Our encoding analysis integrates past information in the stimulus (i.e. over multiple lags from 0 to 250 ms) to predict the neural response. Thus, the analysis of model accuracies above does not indicate when encoding occurs within this 250 ms period. One way to determine this is to examine the weights of the encoding model linking stimulus variation to neural responses, that is, temporal response functions (TRFs). The TRFs show two peaks at 87.5 and 150 ms (shown in Figure 5B). This indicates that variations in spectrotemporal modulations are linked to the largest changes in MEG responses 87.5 and 150 ms later.
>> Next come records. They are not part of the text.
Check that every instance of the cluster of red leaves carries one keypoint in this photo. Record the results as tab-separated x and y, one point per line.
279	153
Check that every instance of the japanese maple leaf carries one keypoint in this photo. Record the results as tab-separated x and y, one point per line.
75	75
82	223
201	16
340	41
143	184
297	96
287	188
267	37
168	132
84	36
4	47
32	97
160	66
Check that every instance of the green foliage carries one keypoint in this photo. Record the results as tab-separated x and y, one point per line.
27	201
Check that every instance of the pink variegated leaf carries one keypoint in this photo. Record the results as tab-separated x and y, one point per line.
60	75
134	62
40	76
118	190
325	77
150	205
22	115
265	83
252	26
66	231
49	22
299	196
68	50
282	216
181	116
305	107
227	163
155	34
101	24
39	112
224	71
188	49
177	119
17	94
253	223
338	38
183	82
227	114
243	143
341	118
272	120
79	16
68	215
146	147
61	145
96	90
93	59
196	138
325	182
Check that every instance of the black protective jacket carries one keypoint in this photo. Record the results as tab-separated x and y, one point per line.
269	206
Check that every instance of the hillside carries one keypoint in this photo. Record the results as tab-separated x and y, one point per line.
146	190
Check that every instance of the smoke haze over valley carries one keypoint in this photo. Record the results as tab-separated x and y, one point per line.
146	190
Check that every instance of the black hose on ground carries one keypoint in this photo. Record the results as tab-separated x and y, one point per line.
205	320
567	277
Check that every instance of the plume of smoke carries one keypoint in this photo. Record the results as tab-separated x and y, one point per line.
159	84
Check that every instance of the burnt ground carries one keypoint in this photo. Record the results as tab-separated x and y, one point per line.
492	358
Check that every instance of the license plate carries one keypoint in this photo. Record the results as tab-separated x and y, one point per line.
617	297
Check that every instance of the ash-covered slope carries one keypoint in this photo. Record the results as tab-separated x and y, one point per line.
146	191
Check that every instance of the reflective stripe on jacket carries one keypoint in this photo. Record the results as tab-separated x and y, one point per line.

These findings are consistent with previous work showing multiple early components in response to ongoing acoustic features in speech that resemble the prominent P1, N1 and P2 components seen when timelocking to speech onset (e.g. Lalor and Foxe, 2010; Ding and Simon, 2012; Di Liberto et al., 2015). Thus, analysis of the TRFs confirms that encoding of spectrotemporal modulations is associated with short-latency neural responses at a relatively early hierarchical stage of speech processing. In a later section (see ‘Decoding analysis’ below), we address when condition differences emerge.

Decoding analysis

To link MEG responses with specific spectrotemporal modulations, we used linear regression for data prediction in the opposite direction: from MEG responses to speech spectrotemporal modulations (i.e. decoding analysis). As shown in Figure 6A, intermediate temporal modulations (2–4 Hz) were best decoded from MEG responses. This observation is consistent with previous neurophysiological (Ahissar et al., 2001; Luo and Poeppel, 2007; Peelle et al., 2013; Ding and Simon, 2014; Di Liberto et al., 2015; Park et al., 2015; Obleser and Kayser, 2019) and fMRI (Santoro et al., 2017) data showing that intermediate temporal modulations are well-represented in auditory cortex. These intermediate temporal modulations are also most impacted by noise-vocoding (see Figure 4C and D) and support speech intelligibility (Elliott and Theunissen, 2009; Venezia et al., 2016).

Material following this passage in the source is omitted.